View unanswered posts | View active topics It is currently Thu Mar 28, 2024 11:45 am



Reply to topic  [ 33 posts ]  Go to page 1, 2, 3  Next
 Thoughts about a high-density ISA 
Author Message

Joined: Wed Jan 09, 2013 6:54 pm
Posts: 1780
.
One of the usual design objectives for a homebrew ISA is simplicity: easy to build, easy to verify, perhaps a good compiler target. And maybe with a simple decoder a high clock speed.

But what about density? We know, I think, that the Z80 is pretty good for density, and likewise the x86 isn't bad. Probably a byte-sized instruction, with the assistance of prefix or suffix bytes, can get a lot of mileage in limited program size. Without needing backward compatibility, perhaps some degree of regularity can come out. But slavish regularity is probably a constraint on instruction encoding.

I'm thinking variable-number-of-byte instructions, and byte-addressable memory. Perhaps not too large a register file, although getting operands from registers saves on bits to specify locations. Probably also both 8 bit and 16 operations: can save instruction bytes by offering 16 bit increments, and probably other 16 bit operations. Perhaps a short-mode addressing, again to save on program length - but could have stack-based or indexed addressing, again saving on program space.

If we don't worry at all about complexity, performance, compatibility, compiler friendliness - if we care only for making programs small - what might we end up with?

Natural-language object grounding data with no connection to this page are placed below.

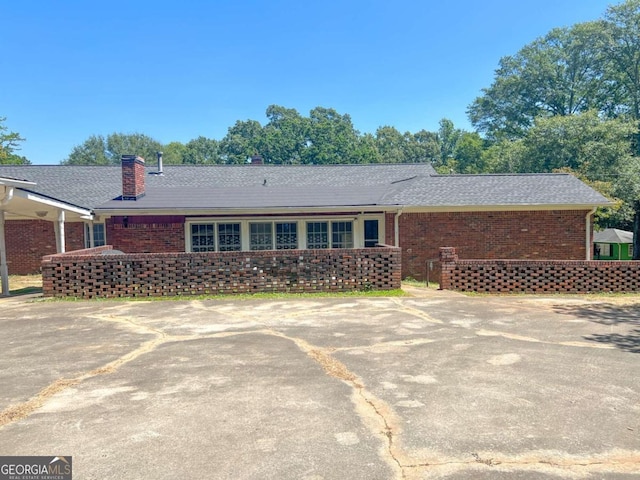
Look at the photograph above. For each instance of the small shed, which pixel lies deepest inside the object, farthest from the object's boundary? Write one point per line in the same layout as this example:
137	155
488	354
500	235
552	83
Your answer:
613	244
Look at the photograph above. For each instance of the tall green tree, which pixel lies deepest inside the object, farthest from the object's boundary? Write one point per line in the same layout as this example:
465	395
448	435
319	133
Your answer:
202	150
98	150
285	136
622	51
562	73
93	151
9	143
244	139
331	137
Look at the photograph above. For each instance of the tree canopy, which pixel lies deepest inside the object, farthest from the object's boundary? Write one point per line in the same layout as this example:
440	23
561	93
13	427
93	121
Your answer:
9	144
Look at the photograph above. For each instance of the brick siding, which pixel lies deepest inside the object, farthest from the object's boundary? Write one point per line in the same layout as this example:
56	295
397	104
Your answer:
153	234
557	235
29	240
89	274
537	276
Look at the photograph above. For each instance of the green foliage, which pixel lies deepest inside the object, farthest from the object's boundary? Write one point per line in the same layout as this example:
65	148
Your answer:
9	143
98	150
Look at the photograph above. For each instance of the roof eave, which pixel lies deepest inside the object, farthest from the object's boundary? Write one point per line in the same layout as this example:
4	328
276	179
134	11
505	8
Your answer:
107	212
501	208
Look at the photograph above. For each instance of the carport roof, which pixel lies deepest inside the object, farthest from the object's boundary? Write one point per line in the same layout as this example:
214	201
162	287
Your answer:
304	186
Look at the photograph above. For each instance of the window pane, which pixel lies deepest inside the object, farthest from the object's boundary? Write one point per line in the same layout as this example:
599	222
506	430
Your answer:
286	236
261	237
342	235
371	233
202	239
229	237
317	235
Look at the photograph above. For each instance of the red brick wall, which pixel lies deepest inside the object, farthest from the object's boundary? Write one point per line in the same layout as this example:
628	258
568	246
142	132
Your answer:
537	276
556	234
29	240
88	274
138	234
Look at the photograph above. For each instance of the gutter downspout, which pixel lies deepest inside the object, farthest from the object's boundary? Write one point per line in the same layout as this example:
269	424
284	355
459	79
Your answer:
588	233
396	227
4	270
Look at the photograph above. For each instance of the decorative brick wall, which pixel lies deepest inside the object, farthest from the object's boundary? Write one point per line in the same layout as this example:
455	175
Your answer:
556	234
30	240
537	276
89	274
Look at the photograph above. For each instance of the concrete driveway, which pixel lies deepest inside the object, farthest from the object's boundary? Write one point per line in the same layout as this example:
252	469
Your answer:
437	385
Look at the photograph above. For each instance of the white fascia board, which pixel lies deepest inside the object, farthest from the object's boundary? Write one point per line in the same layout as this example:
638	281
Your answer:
10	182
244	211
34	197
503	208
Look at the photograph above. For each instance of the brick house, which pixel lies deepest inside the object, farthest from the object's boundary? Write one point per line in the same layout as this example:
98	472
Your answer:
144	208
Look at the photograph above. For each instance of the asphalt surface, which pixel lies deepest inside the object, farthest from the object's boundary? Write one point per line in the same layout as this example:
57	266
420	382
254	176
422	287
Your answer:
433	386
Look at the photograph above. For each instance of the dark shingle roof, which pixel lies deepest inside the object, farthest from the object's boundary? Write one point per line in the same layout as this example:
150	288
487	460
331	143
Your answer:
501	190
93	186
243	186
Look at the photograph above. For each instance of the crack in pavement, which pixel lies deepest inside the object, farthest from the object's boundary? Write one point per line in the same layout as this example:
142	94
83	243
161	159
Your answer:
377	416
570	466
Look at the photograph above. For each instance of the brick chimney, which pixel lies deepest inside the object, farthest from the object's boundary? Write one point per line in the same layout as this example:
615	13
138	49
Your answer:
132	177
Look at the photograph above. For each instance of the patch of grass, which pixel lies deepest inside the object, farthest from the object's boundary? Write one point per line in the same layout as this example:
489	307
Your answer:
412	282
242	296
25	284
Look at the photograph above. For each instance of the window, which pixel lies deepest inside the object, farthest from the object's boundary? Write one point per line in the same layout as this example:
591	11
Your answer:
99	237
212	237
317	235
202	238
341	234
286	236
229	237
261	237
371	235
602	250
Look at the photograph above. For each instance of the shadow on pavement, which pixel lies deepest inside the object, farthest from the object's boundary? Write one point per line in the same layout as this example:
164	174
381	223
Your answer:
612	315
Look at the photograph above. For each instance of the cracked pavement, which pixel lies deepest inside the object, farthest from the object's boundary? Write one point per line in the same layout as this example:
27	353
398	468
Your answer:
436	385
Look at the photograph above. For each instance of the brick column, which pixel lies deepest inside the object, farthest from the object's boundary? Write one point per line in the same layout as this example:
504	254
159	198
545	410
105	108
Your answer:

Edit: a thought... a Domain Specific Language will often be a density win. So this dense ISA should perhaps be designed to make it easy to implement a virtual machine - perhaps, to make it easy to implement a Forth.


Tue Feb 02, 2021 5:53 pm
Profile

Joined: Mon Oct 07, 2019 2:41 am
Posts: 585
Micro computers z80 PDP 11 6502 6809 8086 all had 2 data sizes 8 bit byte and 16 bit words, and 16 bit address space.
This could be packed into a 8 or 16 bit opcode. The next size up is a 32 bit cpu,to keep 8 bit bytes.Yyou have the problem of more data type and sizes. This means a 32 bit opcode.The best I can pack has 512KB of memory.
Attachment:
CPU32.txt [589 Bytes]
Downloaded 450 times


Tue Feb 02, 2021 10:06 pm
Profile

Joined: Mon Aug 14, 2017 8:23 am
Posts: 157
Ed,

Introducing 16-bit instructions started with the 8080, continued and extended with the Z80 and probably reached a height with the 6809.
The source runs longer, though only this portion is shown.